Assuming that the information in the blocks is highly correlated, we can try to compress it by applying PCA to the sample of blocks extracted from our image and choosing only a few principal components to represent the content of the blocks.
We will consider the following example image:
Image Size: (427, 640, 3)
Number of dimensions: 819840

We will divide the image into RGB blocks of size \(8 \times 8 \times 3\) (these are \(8 \times 8\) RGB images). These will look as follows:

If we compute the PCA of all blocks, we will obtain the following cumulative variance ratio vector:
array([0.72033322, 0.8054948 , 0.88473857, 0.91106289, 0.92773705,
0.94002709, 0.94742984, 0.95262262, 0.95724086, 0.96138203,
0.96493482, 0.96813026, 0.97074765, 0.97304417, 0.97502487,
0.97676849, 0.97827393, 0.97961611, 0.98080084, 0.98195037,
0.98298693, 0.98399279, 0.98491245, 0.98570784, 0.98649079,
0.98719466, 0.98779928, 0.98835152, 0.98888528, 0.98937606,
0.98983658, 0.99027875])

As we can see, truncating at the first component allows us to retain about \(72%\) of the information, truncating at the second allows us to retain about \(80%\), and so on, up to \(32\) components, which allow us to retain about \(99%\) of the information.
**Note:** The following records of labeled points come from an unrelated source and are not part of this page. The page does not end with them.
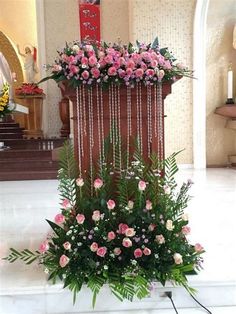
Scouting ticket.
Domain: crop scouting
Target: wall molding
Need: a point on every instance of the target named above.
(199, 85)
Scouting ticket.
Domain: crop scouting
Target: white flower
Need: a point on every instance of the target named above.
(169, 225)
(178, 258)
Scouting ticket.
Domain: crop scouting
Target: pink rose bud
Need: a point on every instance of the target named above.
(44, 246)
(117, 251)
(186, 230)
(147, 251)
(98, 183)
(66, 204)
(166, 189)
(130, 204)
(151, 227)
(94, 247)
(59, 219)
(85, 75)
(122, 228)
(102, 251)
(127, 242)
(64, 260)
(96, 215)
(198, 248)
(160, 239)
(130, 232)
(67, 245)
(111, 235)
(111, 204)
(148, 205)
(178, 258)
(138, 253)
(80, 219)
(169, 225)
(142, 185)
(80, 182)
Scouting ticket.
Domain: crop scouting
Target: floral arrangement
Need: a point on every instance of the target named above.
(125, 229)
(29, 89)
(88, 63)
(4, 100)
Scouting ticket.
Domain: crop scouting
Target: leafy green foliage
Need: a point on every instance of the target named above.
(127, 231)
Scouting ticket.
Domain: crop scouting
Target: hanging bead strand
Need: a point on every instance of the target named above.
(99, 124)
(102, 122)
(78, 129)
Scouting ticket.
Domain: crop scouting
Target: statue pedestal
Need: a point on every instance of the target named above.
(33, 120)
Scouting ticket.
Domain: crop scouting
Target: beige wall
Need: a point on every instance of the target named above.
(172, 22)
(220, 22)
(18, 22)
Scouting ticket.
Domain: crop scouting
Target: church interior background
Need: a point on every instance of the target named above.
(200, 33)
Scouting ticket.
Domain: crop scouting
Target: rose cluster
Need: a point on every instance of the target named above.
(86, 63)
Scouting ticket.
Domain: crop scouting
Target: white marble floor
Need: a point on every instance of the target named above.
(24, 206)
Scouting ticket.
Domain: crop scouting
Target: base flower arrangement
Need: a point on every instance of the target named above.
(29, 89)
(125, 229)
(4, 101)
(102, 63)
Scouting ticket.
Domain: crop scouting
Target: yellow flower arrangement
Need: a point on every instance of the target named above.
(4, 100)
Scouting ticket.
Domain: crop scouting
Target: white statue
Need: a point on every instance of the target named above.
(29, 64)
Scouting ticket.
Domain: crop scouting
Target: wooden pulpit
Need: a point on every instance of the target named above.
(136, 112)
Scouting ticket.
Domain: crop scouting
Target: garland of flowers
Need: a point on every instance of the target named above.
(4, 101)
(89, 63)
(129, 231)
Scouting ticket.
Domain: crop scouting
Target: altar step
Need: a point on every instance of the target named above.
(29, 159)
(10, 130)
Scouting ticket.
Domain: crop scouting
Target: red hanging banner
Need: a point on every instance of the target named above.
(89, 13)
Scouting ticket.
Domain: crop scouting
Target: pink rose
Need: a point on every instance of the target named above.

Now let’s see how to compress and reconstruct the image. We will choose the first \(32\) components, preserving \(99%\) of the information.
If we do so, and then project the tiles to the compressed space each tile will be represented by only \(32\) numbers. This will lead to the following savings in space:
Space saved in the compression: 83.33%
We can reconstruct the original image by applying the inverse PCA transformation to the compressed patches. The result will be as follows:

The plot below shows how the reconstruction quality increases when more components are used:

26.9. References#
Parts of Chapter 12 of [1]
[1] Bishop, Christopher M., and Nasser M. Nasrabadi. Pattern recognition and machine learning. Vol. 4. No. 4. New York: springer, 2006.